This is a great book.
My first encounter with Michael Chabon was The Amazing Adventures of Kavalier & Clay, which I read (and adored) shortly before it won the Pulitzer. I grabbed his next book Summerland on sight, excited that he’d written an out-and-out genre novel1—and was sorely disappointed; it’s a rote, mediocre fantasy novel, a bit like a stale and warmed-over The Talisman. So I approached The Yiddish Policemen’s Union with a certain trepidation, despite its acclaim and fistful of awards.
I needn’t have worried. Chabon tackles not just one but damn near every genre here—alternate history, police procedural, noir thriller, fantasy—and succeeds spectacularly at them all. He even manages to breathe new life into the cliched corpse of the alcoholic, divorced, embittered homicide cop: our protagonist, Meyer Landsman, who is drawn into a spiralling maelstrom of trouble when a junkie neighbour at the down-at-heel hotel he calls home is found with a bullet hole in the back of his skull and an unfinished chess game on his chair, only two months before Reversion.
Reversion, you ask?
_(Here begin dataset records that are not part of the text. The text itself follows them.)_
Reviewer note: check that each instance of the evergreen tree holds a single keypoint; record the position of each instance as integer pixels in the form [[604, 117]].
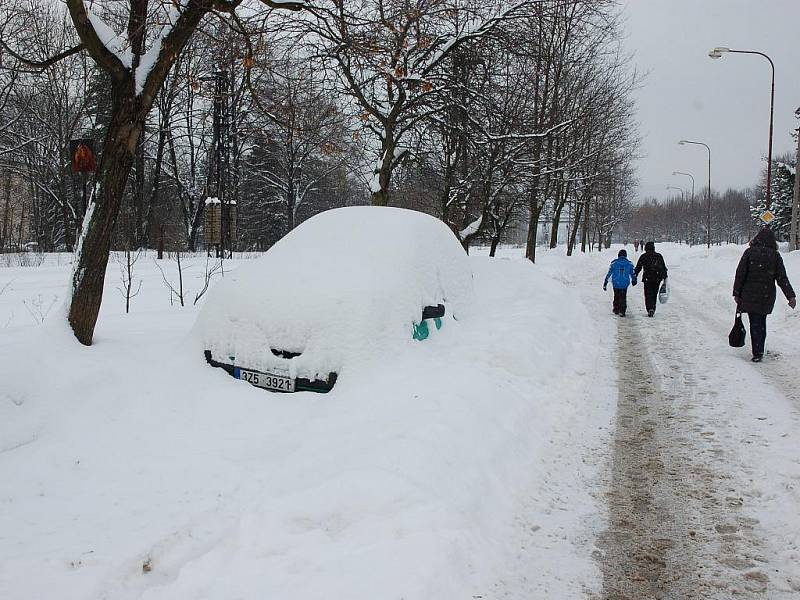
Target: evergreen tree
[[782, 191]]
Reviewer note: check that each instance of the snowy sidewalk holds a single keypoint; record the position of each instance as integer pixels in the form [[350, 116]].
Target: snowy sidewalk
[[705, 478]]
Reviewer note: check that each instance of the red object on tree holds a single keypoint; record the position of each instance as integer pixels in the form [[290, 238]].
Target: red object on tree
[[83, 159]]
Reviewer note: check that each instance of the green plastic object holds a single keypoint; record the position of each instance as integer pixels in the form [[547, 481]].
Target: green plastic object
[[422, 330]]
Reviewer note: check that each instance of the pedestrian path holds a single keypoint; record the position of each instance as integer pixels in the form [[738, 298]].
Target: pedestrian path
[[699, 474]]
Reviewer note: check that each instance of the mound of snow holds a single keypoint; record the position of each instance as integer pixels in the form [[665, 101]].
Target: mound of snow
[[346, 284]]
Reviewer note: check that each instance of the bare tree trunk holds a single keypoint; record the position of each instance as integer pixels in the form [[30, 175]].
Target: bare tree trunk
[[93, 248], [6, 214], [794, 242], [574, 233], [383, 171], [493, 247]]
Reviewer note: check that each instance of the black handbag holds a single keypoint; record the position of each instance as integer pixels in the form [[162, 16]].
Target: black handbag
[[738, 333]]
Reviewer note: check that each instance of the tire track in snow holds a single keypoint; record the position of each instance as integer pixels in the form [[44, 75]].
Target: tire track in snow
[[677, 528]]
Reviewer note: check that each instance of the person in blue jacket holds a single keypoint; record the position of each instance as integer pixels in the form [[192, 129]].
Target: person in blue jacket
[[621, 273]]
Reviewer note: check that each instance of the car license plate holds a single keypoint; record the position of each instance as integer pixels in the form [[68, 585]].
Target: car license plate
[[276, 383]]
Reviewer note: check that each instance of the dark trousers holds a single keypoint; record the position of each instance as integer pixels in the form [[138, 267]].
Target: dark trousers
[[650, 294], [620, 301], [758, 332]]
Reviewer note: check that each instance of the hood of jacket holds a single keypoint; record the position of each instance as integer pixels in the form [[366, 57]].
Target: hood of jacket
[[766, 238]]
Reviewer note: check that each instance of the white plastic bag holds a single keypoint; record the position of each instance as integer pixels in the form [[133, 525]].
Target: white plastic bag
[[663, 293]]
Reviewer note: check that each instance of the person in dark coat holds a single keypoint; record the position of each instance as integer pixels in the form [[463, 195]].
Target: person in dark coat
[[621, 274], [760, 267], [654, 271]]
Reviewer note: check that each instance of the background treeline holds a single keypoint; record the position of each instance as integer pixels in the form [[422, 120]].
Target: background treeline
[[508, 122], [734, 213]]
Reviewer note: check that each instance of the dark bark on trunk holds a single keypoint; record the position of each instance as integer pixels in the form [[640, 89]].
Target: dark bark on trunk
[[89, 272], [6, 214], [493, 248], [585, 229], [533, 231], [384, 170], [574, 233]]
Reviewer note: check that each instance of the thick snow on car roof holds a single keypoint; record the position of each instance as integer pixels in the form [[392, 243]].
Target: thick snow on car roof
[[347, 282]]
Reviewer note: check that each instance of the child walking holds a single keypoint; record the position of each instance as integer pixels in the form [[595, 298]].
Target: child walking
[[621, 273]]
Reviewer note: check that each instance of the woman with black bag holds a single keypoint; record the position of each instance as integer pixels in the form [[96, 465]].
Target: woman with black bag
[[760, 267]]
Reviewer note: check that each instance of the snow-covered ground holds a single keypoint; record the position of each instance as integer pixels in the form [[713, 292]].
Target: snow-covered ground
[[474, 464], [462, 467]]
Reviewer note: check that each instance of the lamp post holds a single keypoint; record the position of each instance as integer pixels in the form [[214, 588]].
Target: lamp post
[[717, 53], [674, 187], [689, 175], [708, 196]]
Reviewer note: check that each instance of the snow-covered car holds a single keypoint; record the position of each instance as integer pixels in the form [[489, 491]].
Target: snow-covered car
[[340, 289]]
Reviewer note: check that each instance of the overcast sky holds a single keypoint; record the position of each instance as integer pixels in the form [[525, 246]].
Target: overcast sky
[[723, 102]]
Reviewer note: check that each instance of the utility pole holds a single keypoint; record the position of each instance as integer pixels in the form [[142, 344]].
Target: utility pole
[[794, 243]]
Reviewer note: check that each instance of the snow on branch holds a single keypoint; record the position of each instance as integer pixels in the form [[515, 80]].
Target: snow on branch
[[470, 229], [469, 33], [111, 40]]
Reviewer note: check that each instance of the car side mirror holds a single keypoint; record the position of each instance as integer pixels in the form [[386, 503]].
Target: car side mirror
[[433, 312]]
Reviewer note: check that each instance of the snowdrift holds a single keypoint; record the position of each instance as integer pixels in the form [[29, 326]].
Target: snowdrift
[[342, 287]]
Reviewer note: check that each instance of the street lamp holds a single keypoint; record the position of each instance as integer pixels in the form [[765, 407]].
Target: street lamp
[[687, 175], [674, 187], [717, 53], [708, 197]]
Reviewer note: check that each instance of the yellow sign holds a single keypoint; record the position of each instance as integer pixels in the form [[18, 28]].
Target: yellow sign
[[767, 217]]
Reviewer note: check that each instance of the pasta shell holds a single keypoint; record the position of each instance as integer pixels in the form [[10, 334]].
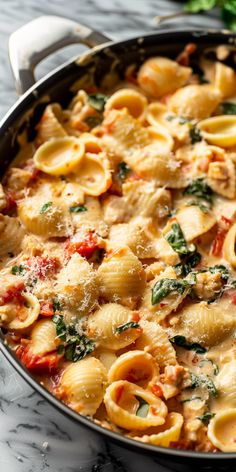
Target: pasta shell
[[11, 235], [44, 337], [226, 384], [103, 324], [155, 340], [219, 130], [18, 319], [76, 284], [206, 324], [165, 434], [222, 430], [59, 156], [195, 101], [83, 385], [229, 246], [137, 367], [94, 175], [134, 101], [159, 76], [121, 276], [121, 404]]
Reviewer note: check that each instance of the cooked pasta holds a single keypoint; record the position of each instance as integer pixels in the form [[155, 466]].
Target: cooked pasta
[[118, 251]]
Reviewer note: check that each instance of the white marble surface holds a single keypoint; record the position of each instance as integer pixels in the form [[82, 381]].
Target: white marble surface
[[33, 436]]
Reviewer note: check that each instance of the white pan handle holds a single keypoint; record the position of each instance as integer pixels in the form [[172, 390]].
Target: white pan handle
[[36, 40]]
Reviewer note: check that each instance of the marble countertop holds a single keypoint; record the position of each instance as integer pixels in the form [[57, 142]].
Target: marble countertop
[[34, 437]]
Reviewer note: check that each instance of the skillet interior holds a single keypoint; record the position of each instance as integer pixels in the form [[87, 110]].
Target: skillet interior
[[26, 113]]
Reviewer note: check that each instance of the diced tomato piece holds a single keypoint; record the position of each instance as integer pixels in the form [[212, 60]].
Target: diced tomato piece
[[43, 266], [85, 247], [217, 245], [46, 308], [36, 363], [13, 294], [157, 390]]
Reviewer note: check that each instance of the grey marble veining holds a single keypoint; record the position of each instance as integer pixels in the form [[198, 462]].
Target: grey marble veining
[[34, 437]]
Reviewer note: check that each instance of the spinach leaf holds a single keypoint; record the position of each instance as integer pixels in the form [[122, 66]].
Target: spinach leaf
[[124, 327], [195, 6], [182, 342], [228, 108], [206, 417], [143, 408], [123, 170], [194, 134], [164, 287], [78, 208], [97, 101], [45, 207], [200, 189], [188, 263], [18, 270], [176, 239]]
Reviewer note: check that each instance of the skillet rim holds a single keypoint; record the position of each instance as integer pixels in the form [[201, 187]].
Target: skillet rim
[[6, 124]]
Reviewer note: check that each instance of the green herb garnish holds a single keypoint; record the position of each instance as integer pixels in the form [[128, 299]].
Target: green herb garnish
[[143, 408], [123, 170], [182, 342], [74, 345], [45, 207], [164, 287], [206, 417], [194, 134], [78, 209], [200, 189], [124, 327], [97, 101], [18, 270], [175, 238], [188, 263], [228, 108]]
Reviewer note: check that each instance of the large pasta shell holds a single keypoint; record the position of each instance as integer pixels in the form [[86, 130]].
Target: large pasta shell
[[219, 130], [11, 235], [59, 156], [83, 385]]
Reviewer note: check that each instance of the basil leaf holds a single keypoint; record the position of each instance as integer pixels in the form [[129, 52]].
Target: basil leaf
[[45, 207], [143, 408], [97, 101], [18, 270], [228, 108], [200, 189], [188, 263], [176, 240], [182, 342], [79, 348], [123, 170], [206, 417], [60, 326], [195, 6], [78, 209], [164, 287], [56, 305], [194, 134], [124, 327]]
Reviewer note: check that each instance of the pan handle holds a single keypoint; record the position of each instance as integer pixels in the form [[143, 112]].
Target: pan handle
[[34, 41]]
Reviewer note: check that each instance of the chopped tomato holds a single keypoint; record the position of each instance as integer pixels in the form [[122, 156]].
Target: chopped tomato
[[13, 294], [43, 266], [217, 245], [35, 362], [46, 308], [157, 390], [85, 247]]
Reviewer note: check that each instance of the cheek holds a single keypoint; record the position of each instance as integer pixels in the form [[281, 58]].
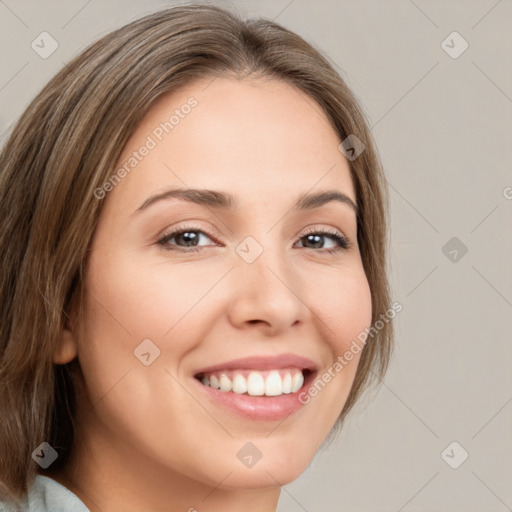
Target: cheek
[[343, 306]]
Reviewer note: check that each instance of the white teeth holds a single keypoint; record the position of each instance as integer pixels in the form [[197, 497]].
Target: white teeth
[[298, 380], [287, 383], [239, 384], [254, 383], [273, 384], [225, 383]]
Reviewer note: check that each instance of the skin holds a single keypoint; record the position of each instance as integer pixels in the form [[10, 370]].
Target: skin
[[151, 441]]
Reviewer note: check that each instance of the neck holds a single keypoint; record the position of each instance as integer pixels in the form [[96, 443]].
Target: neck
[[100, 476]]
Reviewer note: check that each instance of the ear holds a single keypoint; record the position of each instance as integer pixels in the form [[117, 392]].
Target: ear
[[67, 349]]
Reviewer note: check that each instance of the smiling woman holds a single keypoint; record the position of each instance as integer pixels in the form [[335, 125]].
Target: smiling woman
[[160, 327]]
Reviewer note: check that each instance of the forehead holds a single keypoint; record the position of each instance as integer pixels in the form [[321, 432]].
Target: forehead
[[256, 138]]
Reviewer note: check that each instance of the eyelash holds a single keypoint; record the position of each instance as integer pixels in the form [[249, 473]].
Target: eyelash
[[343, 243]]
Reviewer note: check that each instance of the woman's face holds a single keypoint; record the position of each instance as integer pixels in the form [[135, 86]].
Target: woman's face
[[255, 279]]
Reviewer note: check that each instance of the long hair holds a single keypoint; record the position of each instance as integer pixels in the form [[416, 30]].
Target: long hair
[[66, 145]]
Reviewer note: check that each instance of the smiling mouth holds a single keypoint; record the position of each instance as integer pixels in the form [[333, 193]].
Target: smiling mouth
[[277, 382]]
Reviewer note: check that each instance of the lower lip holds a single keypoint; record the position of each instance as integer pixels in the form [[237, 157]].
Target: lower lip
[[265, 408]]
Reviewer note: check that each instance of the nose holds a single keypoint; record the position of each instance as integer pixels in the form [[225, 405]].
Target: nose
[[268, 295]]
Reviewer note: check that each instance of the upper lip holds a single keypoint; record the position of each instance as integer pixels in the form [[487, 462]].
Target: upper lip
[[262, 363]]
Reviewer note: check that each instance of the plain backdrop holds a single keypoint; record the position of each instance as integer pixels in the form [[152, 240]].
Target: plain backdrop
[[436, 436]]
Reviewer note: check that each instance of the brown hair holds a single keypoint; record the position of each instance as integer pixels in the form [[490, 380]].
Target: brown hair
[[67, 143]]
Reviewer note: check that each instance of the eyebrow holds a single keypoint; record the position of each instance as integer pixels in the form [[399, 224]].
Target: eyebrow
[[223, 200]]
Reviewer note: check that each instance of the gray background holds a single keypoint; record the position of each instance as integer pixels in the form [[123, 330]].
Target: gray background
[[443, 126]]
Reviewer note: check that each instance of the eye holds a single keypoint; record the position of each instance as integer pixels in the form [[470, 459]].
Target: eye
[[317, 239], [184, 237], [187, 238]]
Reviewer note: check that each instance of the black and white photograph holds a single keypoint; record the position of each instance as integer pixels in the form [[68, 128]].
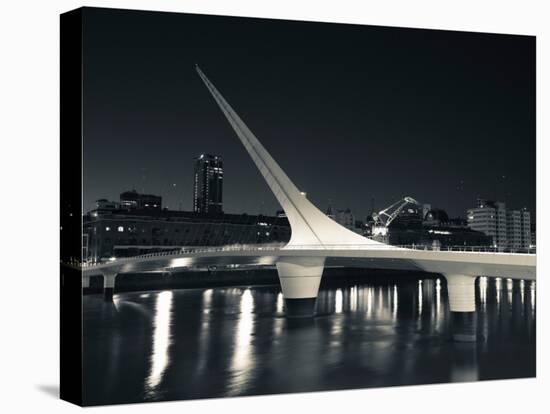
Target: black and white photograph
[[280, 206]]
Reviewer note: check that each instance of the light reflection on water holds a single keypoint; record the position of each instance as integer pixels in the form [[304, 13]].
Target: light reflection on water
[[234, 341], [160, 357]]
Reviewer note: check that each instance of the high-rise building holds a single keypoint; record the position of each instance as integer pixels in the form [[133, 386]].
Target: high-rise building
[[508, 228], [208, 184]]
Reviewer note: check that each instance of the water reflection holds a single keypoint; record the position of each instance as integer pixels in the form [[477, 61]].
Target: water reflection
[[160, 357], [201, 343], [241, 362]]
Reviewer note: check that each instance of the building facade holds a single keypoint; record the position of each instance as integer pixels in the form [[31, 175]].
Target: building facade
[[208, 185], [132, 200], [122, 233]]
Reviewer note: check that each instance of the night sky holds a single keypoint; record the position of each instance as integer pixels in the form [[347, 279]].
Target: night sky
[[350, 112]]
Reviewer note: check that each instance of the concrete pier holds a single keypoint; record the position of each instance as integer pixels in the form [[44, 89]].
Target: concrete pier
[[300, 278], [462, 303], [108, 286]]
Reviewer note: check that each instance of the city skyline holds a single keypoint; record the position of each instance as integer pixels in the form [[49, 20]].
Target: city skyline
[[459, 124]]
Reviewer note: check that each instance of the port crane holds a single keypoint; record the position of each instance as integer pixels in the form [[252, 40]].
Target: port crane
[[383, 218]]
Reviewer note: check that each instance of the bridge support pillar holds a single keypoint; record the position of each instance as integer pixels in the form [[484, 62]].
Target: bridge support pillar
[[462, 302], [108, 286], [300, 278]]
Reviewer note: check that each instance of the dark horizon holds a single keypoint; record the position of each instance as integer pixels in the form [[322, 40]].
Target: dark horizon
[[350, 112]]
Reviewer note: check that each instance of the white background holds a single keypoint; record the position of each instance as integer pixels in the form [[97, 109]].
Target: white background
[[29, 159]]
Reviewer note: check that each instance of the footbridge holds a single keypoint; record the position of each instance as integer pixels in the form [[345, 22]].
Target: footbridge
[[318, 241]]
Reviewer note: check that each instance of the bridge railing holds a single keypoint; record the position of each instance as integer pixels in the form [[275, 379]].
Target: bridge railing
[[274, 248]]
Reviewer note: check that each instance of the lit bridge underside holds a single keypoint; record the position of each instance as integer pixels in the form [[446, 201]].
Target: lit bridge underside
[[318, 241], [505, 265]]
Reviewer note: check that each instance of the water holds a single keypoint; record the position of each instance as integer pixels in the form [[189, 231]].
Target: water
[[199, 343]]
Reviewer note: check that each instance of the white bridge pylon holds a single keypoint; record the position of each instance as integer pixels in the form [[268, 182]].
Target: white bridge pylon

Well. In this alternate history, a (real-world2) 1940 proposal to turn part of Alaska into a new home for the Jews became law, and the state of Israel foundered before it was founded, so millions of Jews instead fled from Europe to the boomerang-shaped island of Sitka, off the coast of Alaska, and there built a new, Yiddish-speaking city. The Yiddish Policemen’s Union takes place in 2007, when Sitka is due to revert to Native American control, as Hong Kong reverted to China. No one is quite sure what will result, but the expulsion of at least half of Sitka’s residents is expected. “Strange times to be a Jew,” everyone agrees. And they get even stranger when Landsman discovers that the corpse he just discovered is of a man believed by many…
…to be the Messiah. Or, at least, the Tzaddik Ha-Dor—the man born into every generation with the capacity to become the Messiah, if that generation is worthy. Multiple reliable sources tell tales of out-and-out miracles wrought by the murder victim. Unfortunately, this generation does not appear to have been particularly worthy; instead of the Messiah, he became a heroin addict and chess hustler. But there’s more to his murder than that…
1
Kavalier & Clay is about genre, but not of genre.
2
Uganda was also once mooted as a home for the Jews; I eagerly await Chabon’s take on this notion.
3
It probably helped that this is Chabon’s second book with these characters; he wrote, and then junked, a 600-page first-person novel with the same crew, and reportedly thinks of TYPU as a sequel to this never-to-be-published first attempt.
4
I have a tangential rant about this, aimed at authors who appear to have dimly realized that they shouldn’t portray women solely as trophies and victims, but seem to think that completely cardboard female characters are just fine as long as they’re all tough and kickass—so they don’t even try to write women who are, you know, people. The guilty are far too numerous to list, especially in SF. To be clear, this doesn’t apply to Chabon; my much-more-minor complaint in his case is that his women aren’t quite as fully realized as his men.